French Without Tears was Rattigan’s first success on the stage, running for more than one thousand performances. The popularity of this play would establish Rattigan as an adept craftsman in the drama: His reputation would remain that of a talented wielder of theatrical devices who persistently avoided the emphasis on ideas evident in such contemporary playwrights as J. B. Priestley. Rattigan’s career was a long one: His last West End success was Cause Célèbre (pr. 1977, pb. 1978), produced in the year of his death. Rattigan followed French Without Tears with such comic pieces as While the Sun Shines (pr. 1943, pb. 1944) and Love in Idleness (pr. 1944, pb. 1945); both of these rely for humorous effect on the persistent spurning of ideas or “problems,” a technique much in evidence in the earlier play.
It was after World War II that Rattigan began to produce “serious” plays, most notably The Winslow Boy (pr., pb. 1946), which offers a more thoughtful analysis of the function of the ideal than is found in French Without Tears. Nevertheless, certain continuities are evident between this early play and the later drama. The character of Diana is the earliest of Rattigan’s “dangerous women,” whose obsessive need for love (and its inevitable frustration) leads to chaos.

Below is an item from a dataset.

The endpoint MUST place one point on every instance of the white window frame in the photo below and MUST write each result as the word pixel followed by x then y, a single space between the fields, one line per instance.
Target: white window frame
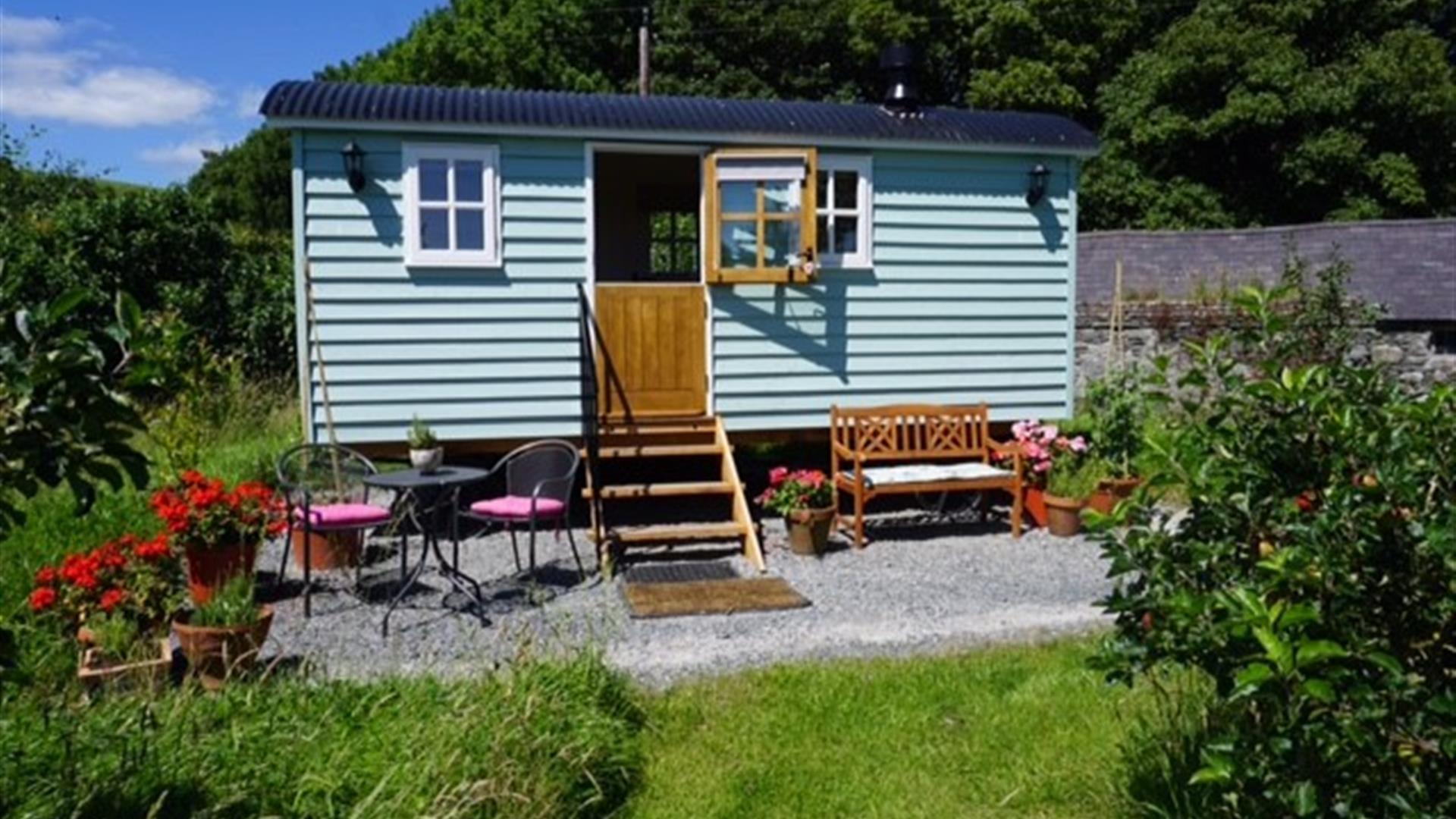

The tragic possibilities in such a character are explored frequently in Ratigan’s serious drama, in such plays as The Deep Blue Sea (pr., pb. 1952), The Browning Version (pr. 1948), and Separate Tables: Table by the Window and Table Number Seven (pr. 1954, pb. 1955).
By the end of his career, Rattigan suffered from an identification of his plays with the older, conventional “problem play” of the late Victorian and Edwardian years. In Rattigan’s work, however, one can see—even in this early play—a rejection of many of the qualities of the older drama. Rattigan would explore the vitality of specific dramatic forms and devices while rejecting their traditional uses and context. Thus a play such as The Winslow Boy clearly relies on such legal dramas as Henry Arthur Jones’s Mrs. Dane’s Defense (pr. 1900), and French Without Tears on such Shavian comedies as Man and Superman (pr. 1903); both Rattigan plays, however, make a point of denying the specific social or political concerns of their models, and their characters are more ciphers than symbols.